Increases in property tax continue in WMassDate: 9/7/2010 Sept. 6, 2010
By G. Michael Dobbs
Managing Editor
BOSTON -- Nobody welcomes their property tax bill, but some people in Western Massachusetts have more reason to be happy about it than others -- and those people live in Chicopee, where the average bill is $2,490.
Unless, of course, you live in Florida ($1,276), Rowe ($1,048), Monroe ($1,113) or Hancock ($824).
The Department of Revenue's Division of Local Services (DSL) has released its annual report on property taxes across the Commonwealth and overall property tax bills on average single-family homes rose in 2010 by 3.3 percent, the smallest percentage increase of any year in the past decade.
The report was written by Terry Williams of the DSL's Bureau of Accounts and James Paquette of the DLS's Bureau of Local Assessment.
They noted a property tax bill reflects both the tax rate set by a community and the assessed value of a property.
"Generally speaking, the average bill has recently increased at a slower pace, suggesting a few factors are at play, such as leaner budgets, reduced excess levy capacity and Proposition 2 - 1/2 override fatigue," they wrote.

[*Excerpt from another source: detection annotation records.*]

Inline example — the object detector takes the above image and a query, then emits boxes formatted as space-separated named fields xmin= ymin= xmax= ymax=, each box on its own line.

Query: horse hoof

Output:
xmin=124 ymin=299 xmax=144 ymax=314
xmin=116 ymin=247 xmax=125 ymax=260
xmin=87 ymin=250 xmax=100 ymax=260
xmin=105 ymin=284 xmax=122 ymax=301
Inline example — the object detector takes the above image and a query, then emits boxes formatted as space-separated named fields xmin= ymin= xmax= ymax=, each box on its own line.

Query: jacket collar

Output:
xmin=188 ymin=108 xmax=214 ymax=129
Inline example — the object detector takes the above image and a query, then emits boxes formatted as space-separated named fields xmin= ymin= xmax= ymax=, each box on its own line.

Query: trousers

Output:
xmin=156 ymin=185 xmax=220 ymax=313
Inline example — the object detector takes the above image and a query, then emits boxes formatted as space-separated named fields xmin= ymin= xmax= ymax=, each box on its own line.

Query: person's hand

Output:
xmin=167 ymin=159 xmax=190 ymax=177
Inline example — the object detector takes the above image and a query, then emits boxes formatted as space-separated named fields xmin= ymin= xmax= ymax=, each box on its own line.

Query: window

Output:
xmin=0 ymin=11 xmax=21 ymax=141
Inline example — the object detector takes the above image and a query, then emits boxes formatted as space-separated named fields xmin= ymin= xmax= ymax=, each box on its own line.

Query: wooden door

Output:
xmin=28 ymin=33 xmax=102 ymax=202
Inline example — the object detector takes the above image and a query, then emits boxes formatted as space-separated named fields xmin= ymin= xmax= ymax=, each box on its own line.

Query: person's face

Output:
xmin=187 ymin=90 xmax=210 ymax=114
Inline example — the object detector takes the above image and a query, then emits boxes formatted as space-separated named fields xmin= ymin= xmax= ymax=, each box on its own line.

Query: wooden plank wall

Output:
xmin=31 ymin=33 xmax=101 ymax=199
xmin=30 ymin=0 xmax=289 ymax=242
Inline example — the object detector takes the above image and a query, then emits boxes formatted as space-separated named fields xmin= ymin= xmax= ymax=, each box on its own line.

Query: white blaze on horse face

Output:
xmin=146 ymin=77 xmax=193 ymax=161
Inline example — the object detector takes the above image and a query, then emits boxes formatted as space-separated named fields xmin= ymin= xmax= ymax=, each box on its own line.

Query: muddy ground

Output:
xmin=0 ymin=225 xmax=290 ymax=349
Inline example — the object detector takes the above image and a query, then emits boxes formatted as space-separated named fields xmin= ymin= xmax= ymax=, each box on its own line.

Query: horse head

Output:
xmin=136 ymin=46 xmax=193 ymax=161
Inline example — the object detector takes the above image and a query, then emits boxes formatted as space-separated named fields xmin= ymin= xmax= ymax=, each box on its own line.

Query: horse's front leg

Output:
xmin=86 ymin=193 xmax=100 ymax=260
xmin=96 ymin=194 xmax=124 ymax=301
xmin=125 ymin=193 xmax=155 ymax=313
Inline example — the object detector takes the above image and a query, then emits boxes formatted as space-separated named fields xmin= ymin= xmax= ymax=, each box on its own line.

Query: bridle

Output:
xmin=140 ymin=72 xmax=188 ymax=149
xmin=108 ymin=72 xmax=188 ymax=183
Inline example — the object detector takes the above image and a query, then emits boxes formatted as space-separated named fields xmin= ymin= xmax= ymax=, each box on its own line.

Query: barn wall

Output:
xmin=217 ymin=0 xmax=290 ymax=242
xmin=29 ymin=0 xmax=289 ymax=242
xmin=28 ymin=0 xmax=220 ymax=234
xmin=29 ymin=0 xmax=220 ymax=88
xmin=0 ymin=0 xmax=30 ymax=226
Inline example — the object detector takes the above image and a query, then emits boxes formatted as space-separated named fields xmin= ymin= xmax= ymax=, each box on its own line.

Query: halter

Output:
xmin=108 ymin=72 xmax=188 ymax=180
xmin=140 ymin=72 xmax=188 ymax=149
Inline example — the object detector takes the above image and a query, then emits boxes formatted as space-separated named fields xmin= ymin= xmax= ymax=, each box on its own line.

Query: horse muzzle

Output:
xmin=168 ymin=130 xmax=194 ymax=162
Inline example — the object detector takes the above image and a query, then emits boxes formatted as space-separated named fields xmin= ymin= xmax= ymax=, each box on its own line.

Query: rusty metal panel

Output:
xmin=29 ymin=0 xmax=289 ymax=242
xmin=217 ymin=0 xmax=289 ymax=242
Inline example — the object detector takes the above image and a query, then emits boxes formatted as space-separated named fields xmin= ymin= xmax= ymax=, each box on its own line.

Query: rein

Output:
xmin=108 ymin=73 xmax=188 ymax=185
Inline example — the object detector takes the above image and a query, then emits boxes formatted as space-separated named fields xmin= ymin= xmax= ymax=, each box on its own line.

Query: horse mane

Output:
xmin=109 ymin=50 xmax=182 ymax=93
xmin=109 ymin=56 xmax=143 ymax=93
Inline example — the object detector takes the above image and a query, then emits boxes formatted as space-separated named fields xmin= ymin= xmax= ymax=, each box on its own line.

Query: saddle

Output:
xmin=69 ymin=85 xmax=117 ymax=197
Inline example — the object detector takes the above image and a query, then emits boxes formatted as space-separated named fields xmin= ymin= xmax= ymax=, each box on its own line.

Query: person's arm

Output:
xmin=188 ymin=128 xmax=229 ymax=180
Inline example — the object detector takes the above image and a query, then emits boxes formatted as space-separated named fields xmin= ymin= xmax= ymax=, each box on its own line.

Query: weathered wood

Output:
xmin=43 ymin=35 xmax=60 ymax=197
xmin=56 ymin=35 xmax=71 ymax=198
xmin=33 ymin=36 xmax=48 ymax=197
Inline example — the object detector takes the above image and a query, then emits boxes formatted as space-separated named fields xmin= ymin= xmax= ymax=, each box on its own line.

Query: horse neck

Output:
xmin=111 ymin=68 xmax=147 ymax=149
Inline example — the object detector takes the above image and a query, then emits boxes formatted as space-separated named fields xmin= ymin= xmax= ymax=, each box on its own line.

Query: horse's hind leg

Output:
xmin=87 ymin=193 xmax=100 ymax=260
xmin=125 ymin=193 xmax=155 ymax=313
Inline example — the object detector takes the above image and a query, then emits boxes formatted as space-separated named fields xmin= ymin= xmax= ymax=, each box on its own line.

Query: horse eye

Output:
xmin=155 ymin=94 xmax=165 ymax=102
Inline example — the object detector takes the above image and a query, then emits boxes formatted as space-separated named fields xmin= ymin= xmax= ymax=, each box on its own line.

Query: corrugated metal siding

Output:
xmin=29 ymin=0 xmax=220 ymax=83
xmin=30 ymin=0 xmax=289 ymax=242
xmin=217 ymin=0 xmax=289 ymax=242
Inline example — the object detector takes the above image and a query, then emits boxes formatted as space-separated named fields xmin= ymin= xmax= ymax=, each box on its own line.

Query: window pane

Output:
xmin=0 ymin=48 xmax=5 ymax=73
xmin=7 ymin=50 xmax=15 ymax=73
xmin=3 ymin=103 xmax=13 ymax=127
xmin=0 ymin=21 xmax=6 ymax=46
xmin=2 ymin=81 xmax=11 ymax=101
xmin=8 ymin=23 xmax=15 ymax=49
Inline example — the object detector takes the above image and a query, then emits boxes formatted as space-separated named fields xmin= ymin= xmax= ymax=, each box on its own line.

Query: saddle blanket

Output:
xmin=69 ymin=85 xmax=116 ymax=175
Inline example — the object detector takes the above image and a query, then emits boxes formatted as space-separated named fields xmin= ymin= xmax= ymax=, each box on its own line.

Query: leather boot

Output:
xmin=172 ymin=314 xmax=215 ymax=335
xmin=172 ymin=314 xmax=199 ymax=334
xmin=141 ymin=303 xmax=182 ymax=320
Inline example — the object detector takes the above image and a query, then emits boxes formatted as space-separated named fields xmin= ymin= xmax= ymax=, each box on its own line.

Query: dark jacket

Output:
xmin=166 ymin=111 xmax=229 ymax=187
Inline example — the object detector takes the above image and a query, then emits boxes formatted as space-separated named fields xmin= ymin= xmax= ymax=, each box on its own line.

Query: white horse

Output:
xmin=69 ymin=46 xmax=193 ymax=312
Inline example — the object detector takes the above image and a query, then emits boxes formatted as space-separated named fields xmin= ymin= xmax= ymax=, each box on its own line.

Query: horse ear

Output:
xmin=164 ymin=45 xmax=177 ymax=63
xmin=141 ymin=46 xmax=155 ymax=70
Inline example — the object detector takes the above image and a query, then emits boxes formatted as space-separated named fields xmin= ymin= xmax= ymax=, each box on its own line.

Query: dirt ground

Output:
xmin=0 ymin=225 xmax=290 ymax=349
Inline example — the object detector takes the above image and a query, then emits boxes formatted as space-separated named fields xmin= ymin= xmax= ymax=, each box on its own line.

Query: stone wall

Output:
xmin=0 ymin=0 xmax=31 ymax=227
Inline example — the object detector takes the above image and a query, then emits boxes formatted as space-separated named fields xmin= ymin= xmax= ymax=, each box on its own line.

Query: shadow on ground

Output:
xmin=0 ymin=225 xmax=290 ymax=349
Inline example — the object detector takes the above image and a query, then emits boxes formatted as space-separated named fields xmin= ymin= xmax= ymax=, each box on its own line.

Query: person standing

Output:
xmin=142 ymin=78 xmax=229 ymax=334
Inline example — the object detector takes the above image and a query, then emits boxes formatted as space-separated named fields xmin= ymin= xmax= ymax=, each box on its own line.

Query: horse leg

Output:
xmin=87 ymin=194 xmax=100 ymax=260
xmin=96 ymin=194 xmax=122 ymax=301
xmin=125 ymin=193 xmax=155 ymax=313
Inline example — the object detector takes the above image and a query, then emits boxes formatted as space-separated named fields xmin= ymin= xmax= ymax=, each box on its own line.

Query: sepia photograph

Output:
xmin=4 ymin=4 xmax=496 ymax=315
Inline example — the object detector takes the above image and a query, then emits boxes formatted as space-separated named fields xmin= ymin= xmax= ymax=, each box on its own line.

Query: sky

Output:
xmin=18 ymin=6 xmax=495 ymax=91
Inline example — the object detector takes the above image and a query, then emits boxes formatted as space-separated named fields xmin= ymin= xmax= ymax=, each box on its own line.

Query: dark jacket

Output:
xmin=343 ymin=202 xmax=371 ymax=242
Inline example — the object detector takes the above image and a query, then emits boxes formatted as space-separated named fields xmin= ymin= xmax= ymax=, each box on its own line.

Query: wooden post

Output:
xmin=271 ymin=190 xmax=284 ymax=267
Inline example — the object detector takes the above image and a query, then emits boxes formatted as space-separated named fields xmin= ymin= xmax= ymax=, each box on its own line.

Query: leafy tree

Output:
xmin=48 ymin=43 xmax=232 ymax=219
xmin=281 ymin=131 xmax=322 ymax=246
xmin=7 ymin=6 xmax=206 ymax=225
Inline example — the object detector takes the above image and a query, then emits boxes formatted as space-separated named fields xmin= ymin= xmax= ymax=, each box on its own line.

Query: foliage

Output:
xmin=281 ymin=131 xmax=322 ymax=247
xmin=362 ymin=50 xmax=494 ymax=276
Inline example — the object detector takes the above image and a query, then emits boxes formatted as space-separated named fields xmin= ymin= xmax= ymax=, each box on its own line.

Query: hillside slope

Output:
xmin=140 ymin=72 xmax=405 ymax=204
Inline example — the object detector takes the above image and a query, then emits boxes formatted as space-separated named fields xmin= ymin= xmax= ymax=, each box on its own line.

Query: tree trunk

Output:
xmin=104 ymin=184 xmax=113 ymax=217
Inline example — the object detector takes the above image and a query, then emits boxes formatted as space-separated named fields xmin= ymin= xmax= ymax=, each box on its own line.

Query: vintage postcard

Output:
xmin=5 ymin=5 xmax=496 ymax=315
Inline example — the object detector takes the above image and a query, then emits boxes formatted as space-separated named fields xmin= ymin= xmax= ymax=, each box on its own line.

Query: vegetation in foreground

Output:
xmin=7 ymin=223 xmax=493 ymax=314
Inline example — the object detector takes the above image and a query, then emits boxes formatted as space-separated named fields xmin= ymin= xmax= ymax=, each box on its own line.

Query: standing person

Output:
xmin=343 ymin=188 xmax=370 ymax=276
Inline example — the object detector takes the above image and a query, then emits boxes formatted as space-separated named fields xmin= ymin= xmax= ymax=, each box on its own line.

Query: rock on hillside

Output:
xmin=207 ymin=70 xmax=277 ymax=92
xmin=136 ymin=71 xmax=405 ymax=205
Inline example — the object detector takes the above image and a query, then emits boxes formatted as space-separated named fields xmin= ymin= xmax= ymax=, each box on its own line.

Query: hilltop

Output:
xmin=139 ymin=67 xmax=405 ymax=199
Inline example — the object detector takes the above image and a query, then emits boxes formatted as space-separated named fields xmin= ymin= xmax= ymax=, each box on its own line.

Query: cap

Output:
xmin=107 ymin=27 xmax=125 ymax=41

"For most of the past decade, the average single-family tax rate steadily decreased, from a high of $14.73 per $1,000 in 1999 to a low of $9.74 per $1,000 in 2007. The rate changed direction in 2008, when it went up to $10 per $1,000. It has continued to increase since then to the current rate of $11.75 per $1,000, primarily as a result of decreasing valuations," they continued.
Although assessed values rose from 1994 to 2007, they fell during 2008 with the recession and the mortgage crash. This year, the average statewide value of single-family property showed a net decrease of 4.61 percent, according to the report.
"The good news is that the swings in our state have been much less volatile then in some areas of the country, where regional conditions have resulted in near collapse of housing prices," they wrote.
The slide in values has been more dramatic in the eastern part of the state, they explained.
"Generally speaking, values increased faster and went higher in the eastern counties. Then they dropped more quickly and steeply. In the western half, increases in value came later and have been more conservative," they wrote.
Chicopee's tax bill actually decreased from $2,518 last year, something of which no other community in the Reminder Publication's circulation area can boast.
Mayor Michael Bissonnette said his community's combination of "tax base, [pursuing] grants and frugality worked well for taxpayers."